Approach 1: Custom CudaBuffer

This approach uses the custom CudaBuffer class to manually allocate CUDA memory and transfer data.

Required Imports:

import numpy as np
import cvcuda

from cuda_python_common import CudaBuffer, cuda_memcpy_h2d, cuda_memcpy_d2h

CUDA Python to CV-CUDA:

# Allocate host data and CUDA buffer
numpy_array = np.random.randn(10, 10).astype(np.float32)
cuda_buffer = CudaBuffer(shape=(10, 10), dtype=np.float32)

# Copy host to GPU
cuda_memcpy_h2d(
    numpy_array,
    cuda_buffer,
)

# Create CV-CUDA tensor from the CUDA buffer
cvcuda_tensor = cvcuda.as_tensor(cuda_buffer)

CV-CUDA to CUDA Python:

# Get the CUDA array interface from the CV-CUDA tensor
# and create a new CUDA buffer from it
new_cuda_buffer = CudaBuffer.from_cuda(cvcuda_tensor.cuda())

When to use this approach:

You need full control over memory allocation
You want explicit memory management

Complete Example: See samples/interoperability/cuda_python_interop_1.py

Approach 2: Using CV-CUDA Tensor as Buffer

This approach leverages CV-CUDA’s own memory allocation by using cvcuda.Tensor as a raw buffer, then copying data into it.
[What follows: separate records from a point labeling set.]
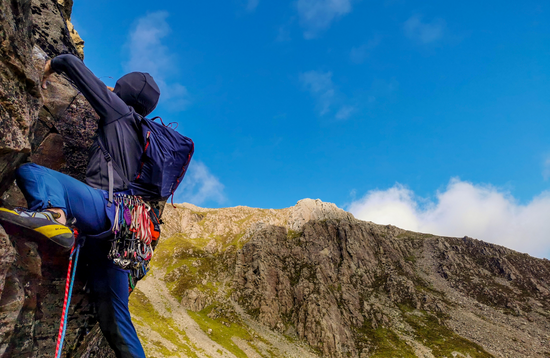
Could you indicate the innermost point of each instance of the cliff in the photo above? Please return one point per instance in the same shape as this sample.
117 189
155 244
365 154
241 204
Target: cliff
311 280
52 128
306 281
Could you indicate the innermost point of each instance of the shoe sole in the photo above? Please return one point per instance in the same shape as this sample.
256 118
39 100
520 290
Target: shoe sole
16 225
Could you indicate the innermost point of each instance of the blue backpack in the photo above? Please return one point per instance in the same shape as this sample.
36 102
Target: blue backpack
166 156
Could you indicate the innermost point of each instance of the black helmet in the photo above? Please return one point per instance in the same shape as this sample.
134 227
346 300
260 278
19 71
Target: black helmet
138 90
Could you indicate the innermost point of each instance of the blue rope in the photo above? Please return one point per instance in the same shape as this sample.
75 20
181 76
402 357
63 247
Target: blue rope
69 299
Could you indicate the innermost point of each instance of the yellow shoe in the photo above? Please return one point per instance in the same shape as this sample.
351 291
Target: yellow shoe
38 224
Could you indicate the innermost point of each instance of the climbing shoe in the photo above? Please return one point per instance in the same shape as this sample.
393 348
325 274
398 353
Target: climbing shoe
37 224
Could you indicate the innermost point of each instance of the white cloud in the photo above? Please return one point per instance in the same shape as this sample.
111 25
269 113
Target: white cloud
200 186
321 87
424 32
317 15
149 54
344 112
464 209
359 54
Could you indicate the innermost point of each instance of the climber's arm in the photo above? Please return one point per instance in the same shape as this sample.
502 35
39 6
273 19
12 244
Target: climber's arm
107 104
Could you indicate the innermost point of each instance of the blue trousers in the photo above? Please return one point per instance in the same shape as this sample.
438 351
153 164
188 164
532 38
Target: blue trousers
45 188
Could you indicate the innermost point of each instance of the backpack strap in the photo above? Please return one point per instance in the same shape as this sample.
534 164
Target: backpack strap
110 171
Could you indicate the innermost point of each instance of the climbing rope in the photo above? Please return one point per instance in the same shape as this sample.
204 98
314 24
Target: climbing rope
68 294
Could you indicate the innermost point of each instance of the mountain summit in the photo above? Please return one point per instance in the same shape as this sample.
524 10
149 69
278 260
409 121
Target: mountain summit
311 280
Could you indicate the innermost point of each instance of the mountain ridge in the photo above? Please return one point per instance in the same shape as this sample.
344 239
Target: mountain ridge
308 280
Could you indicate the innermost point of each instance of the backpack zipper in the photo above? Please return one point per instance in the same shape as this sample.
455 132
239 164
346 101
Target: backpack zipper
144 150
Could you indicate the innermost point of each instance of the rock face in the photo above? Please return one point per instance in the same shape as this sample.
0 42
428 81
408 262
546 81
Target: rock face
313 274
46 127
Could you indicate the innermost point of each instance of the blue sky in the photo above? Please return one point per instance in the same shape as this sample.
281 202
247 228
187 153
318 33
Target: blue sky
345 100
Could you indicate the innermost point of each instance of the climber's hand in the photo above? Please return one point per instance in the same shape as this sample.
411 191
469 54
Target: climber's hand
47 73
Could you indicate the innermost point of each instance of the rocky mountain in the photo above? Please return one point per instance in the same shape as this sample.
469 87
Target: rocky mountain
306 281
311 280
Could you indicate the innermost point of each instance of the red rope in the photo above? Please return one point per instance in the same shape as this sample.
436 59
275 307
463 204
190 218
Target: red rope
64 303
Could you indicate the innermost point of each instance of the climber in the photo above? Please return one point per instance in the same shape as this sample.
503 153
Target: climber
55 199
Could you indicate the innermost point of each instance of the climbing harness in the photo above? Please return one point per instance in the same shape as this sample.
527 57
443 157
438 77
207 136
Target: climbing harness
68 293
134 233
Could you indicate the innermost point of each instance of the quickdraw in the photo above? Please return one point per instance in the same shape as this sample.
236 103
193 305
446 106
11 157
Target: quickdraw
131 247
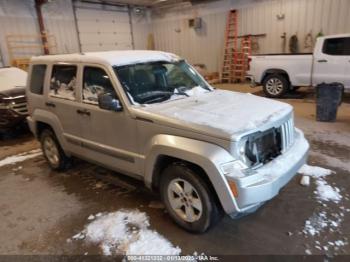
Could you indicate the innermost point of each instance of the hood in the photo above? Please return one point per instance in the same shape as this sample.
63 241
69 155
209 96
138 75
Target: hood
220 113
12 78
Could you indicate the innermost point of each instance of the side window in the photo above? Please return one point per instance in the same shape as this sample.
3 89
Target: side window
337 46
96 82
63 81
37 79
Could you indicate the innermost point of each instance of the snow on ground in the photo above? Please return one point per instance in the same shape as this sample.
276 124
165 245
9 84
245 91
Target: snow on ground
324 191
125 233
323 221
314 171
11 160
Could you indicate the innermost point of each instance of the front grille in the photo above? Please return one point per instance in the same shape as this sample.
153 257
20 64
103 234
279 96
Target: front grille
20 108
262 147
287 130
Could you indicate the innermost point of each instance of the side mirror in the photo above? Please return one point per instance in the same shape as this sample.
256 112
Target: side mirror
108 102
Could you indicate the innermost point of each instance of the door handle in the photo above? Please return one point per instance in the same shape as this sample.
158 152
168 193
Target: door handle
50 104
83 112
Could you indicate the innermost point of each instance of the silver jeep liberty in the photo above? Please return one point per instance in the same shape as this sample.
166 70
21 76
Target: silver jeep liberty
150 115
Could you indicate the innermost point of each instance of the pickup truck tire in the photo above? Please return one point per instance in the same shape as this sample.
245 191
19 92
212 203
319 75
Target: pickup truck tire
188 199
52 151
275 85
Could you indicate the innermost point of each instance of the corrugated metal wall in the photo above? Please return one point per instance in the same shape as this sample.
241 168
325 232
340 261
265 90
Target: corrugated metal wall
171 31
19 17
255 17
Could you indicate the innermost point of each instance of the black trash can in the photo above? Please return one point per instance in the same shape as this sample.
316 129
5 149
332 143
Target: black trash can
329 97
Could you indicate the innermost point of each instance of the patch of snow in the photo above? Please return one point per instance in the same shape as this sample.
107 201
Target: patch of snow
80 236
326 192
223 111
197 90
11 160
126 232
314 171
320 222
332 161
149 243
156 204
305 181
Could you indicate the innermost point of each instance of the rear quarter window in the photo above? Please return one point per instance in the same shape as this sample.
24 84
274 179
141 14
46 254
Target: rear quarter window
337 46
63 81
37 79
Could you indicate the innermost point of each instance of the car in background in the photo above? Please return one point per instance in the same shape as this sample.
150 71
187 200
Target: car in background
280 73
13 105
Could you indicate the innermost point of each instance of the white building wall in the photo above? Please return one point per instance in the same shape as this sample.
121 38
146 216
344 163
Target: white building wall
172 33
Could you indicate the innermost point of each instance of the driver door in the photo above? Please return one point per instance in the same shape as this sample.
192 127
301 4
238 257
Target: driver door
108 137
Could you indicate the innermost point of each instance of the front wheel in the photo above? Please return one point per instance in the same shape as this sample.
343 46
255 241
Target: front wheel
188 199
275 85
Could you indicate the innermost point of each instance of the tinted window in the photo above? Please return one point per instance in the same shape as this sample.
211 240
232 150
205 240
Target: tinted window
37 79
337 46
96 81
63 81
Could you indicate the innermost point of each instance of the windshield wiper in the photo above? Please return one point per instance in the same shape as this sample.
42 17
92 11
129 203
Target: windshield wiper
180 93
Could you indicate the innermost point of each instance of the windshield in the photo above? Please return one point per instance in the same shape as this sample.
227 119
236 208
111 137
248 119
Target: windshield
156 82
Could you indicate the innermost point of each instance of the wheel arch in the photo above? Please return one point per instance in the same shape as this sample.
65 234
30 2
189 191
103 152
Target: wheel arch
277 71
164 151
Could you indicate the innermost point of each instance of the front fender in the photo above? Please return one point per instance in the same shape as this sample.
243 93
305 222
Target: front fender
206 155
51 120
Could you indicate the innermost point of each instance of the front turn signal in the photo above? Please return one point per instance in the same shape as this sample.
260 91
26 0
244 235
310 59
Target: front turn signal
233 188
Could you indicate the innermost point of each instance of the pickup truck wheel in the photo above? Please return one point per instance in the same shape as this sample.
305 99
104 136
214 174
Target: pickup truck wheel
188 199
275 85
53 151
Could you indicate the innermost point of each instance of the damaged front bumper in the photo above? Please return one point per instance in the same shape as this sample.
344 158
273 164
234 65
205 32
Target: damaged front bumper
251 79
264 183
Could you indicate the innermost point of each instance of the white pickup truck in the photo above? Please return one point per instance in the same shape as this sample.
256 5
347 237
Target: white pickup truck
280 73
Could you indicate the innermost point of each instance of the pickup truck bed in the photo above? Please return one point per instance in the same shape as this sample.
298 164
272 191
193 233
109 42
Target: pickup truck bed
279 73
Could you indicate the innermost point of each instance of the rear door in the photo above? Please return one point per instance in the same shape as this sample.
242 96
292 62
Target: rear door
107 136
62 101
331 61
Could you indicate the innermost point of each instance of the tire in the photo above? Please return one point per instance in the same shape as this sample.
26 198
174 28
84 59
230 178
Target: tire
52 151
195 212
275 85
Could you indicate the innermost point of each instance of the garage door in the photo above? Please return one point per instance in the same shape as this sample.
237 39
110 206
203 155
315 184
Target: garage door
103 29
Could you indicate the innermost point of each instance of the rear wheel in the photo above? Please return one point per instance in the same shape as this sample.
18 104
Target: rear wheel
188 199
53 151
275 85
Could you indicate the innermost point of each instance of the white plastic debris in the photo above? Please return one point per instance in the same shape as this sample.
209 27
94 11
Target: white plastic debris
305 181
11 160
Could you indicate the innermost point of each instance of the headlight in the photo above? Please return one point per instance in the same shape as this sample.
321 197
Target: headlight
5 106
233 166
241 151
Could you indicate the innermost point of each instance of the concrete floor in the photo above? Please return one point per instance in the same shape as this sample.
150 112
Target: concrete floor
41 209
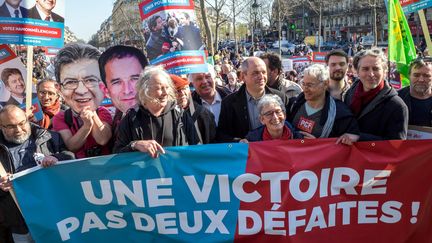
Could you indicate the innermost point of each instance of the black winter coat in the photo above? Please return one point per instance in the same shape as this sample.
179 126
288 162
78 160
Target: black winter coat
344 120
47 143
384 118
234 117
138 124
406 97
206 123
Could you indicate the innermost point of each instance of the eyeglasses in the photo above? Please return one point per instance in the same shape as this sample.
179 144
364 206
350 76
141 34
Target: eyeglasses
269 114
12 126
309 85
47 93
71 84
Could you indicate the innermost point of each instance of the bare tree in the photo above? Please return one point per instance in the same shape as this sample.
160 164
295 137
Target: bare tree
209 34
374 5
237 8
317 6
218 7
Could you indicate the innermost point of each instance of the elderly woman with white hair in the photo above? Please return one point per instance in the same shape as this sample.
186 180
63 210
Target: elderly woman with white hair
316 114
272 115
156 122
233 85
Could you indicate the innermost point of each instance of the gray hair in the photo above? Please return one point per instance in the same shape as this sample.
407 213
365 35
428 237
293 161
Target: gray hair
318 71
270 99
73 52
234 74
211 70
374 52
146 80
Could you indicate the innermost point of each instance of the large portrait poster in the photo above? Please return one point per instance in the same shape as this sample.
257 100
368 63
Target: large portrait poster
174 39
12 82
31 22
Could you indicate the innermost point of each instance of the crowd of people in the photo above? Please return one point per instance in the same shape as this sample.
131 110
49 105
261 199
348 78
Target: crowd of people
251 100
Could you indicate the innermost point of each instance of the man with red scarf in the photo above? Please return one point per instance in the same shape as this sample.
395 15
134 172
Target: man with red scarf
49 99
380 112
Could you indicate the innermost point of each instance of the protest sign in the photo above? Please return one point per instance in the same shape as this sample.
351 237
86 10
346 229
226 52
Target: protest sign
12 85
411 6
29 26
174 40
318 57
277 191
287 65
300 63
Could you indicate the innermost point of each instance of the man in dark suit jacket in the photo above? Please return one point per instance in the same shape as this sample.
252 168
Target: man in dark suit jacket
9 5
239 113
43 10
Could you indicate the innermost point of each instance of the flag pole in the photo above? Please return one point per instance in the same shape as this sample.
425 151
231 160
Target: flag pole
425 31
29 81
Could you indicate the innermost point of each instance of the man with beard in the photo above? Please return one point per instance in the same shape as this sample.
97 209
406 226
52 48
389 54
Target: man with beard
337 61
203 119
14 83
275 76
239 112
23 145
207 93
418 96
156 40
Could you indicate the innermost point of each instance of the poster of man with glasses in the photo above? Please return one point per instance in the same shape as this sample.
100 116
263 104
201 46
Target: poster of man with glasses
12 85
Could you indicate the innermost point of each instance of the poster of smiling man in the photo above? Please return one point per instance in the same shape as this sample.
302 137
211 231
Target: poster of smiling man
174 39
32 22
12 84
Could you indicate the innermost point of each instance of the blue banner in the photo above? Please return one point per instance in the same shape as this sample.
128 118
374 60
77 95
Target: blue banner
275 191
134 198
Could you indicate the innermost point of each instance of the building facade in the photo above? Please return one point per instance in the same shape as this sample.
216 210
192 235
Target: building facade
340 19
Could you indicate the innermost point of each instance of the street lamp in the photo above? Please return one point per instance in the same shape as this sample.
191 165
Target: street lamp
254 11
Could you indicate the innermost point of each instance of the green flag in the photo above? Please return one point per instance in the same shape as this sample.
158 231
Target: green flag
401 49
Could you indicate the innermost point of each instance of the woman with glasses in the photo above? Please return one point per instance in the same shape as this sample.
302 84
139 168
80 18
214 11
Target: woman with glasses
272 115
380 112
156 122
86 126
316 114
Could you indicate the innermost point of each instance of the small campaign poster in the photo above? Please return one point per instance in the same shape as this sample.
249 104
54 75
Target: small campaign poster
173 36
300 63
12 85
32 22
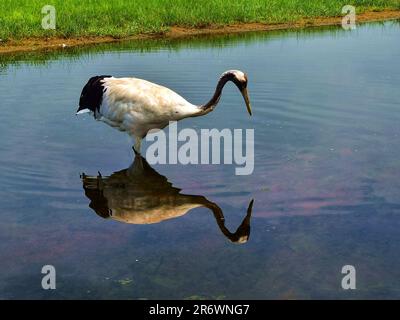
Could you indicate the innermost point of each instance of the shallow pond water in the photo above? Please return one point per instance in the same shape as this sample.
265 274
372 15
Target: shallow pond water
325 184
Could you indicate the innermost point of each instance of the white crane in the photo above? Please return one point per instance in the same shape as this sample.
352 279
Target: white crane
137 106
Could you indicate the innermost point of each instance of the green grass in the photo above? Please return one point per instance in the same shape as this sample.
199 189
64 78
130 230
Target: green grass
120 18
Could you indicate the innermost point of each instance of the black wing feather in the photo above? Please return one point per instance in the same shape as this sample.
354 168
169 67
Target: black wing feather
92 94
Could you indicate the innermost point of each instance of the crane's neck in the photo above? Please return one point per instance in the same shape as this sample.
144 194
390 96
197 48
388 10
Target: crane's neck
210 105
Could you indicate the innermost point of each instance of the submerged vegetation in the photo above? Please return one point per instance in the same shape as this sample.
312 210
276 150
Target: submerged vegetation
21 19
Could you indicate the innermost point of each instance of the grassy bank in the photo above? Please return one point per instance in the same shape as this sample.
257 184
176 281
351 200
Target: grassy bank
21 19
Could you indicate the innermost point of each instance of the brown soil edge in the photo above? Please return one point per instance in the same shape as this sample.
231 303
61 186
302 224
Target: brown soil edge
181 32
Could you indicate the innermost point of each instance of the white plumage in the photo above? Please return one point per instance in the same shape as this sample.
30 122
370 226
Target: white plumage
137 106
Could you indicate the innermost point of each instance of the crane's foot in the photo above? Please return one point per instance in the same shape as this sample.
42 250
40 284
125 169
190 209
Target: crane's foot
134 150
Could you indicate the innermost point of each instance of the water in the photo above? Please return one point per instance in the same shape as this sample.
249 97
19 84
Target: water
325 184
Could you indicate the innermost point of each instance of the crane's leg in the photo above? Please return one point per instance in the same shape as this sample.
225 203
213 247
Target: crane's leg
136 147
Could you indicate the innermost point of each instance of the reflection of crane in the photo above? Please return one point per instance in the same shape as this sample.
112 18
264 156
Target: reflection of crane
138 106
140 195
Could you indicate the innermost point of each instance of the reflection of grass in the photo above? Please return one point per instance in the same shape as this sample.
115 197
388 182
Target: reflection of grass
151 45
125 282
120 18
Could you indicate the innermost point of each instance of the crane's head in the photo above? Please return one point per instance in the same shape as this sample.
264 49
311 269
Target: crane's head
239 78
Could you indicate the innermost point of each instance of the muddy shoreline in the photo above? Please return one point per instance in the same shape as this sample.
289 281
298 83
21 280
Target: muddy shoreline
28 45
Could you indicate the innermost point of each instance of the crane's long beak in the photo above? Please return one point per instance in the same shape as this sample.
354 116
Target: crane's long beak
245 95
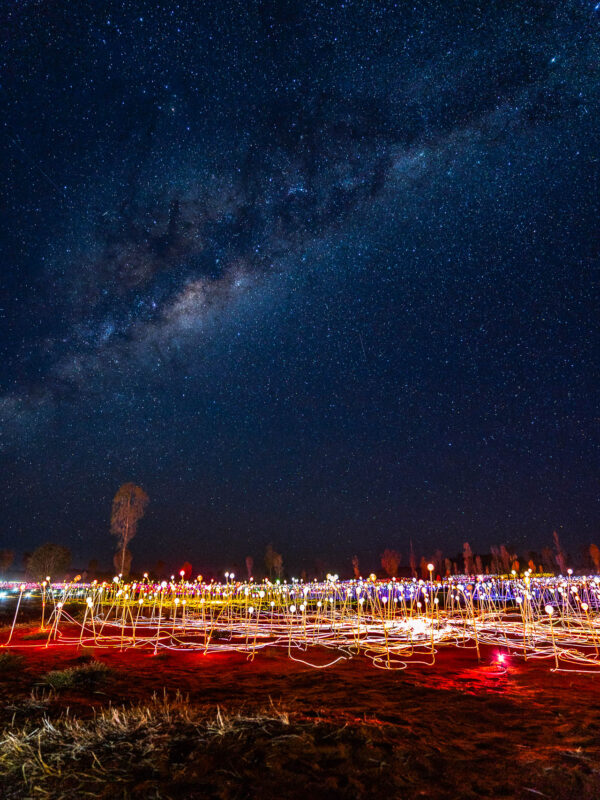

This is useful when you want CV-CUDA to manage the memory.

Required Imports:

import numpy as np
import cvcuda

from cuda_python_common import cuda_memcpy_h2d, cuda_memcpy_d2h

CUDA Python to CV-CUDA:

# Allocate host data and CUDA buffer
numpy_array = np.random.randn(10, 10, 3).astype(np.uint8)
# Allocate data of identical size to the numpy_array using a cvcuda.Tensor
cvcuda_tensor = cvcuda.Tensor((10, 10, 3), dtype=cvcuda.Type.U8)

# Copy host to GPU
cuda_memcpy_h2d(
    numpy_array,
    cvcuda_tensor.cuda(),
)

Key differences from Approach 1:

Uses cvcuda.Tensor to allocate GPU memory instead of CudaBuffer
CV-CUDA manages the memory lifecycle

Conversion to Tensor:

When to use this approach:

You want CV-CUDA to manage memory allocation
You’re working with contiguous data that will be reshaped
You want simpler memory management (no manual CudaBuffer)
You’re already using CV-CUDA Tensors in your pipeline

Complete Example: See samples/interoperability/cuda_python_interop_2.py

Summary of CUDA Python Approaches

Comparison of CUDA Python Approaches
Approach	Memory Allocation	Data Transfer	Best Use Case
Approach 1	Custom `CudaBuffer`	Manual `cuda_memcpy_h2d/d2h`	Full control, interfacing with existing CUDA code
Approach 2	`cvcuda.Tensor`	Manual `cuda_memcpy_h2d/d2h`	Let CV-CUDA manage memory, simpler code

Both approaches achieve zero-copy interoperability between CUDA Python and CV-CUDA, but differ in memory management and allocation strategy.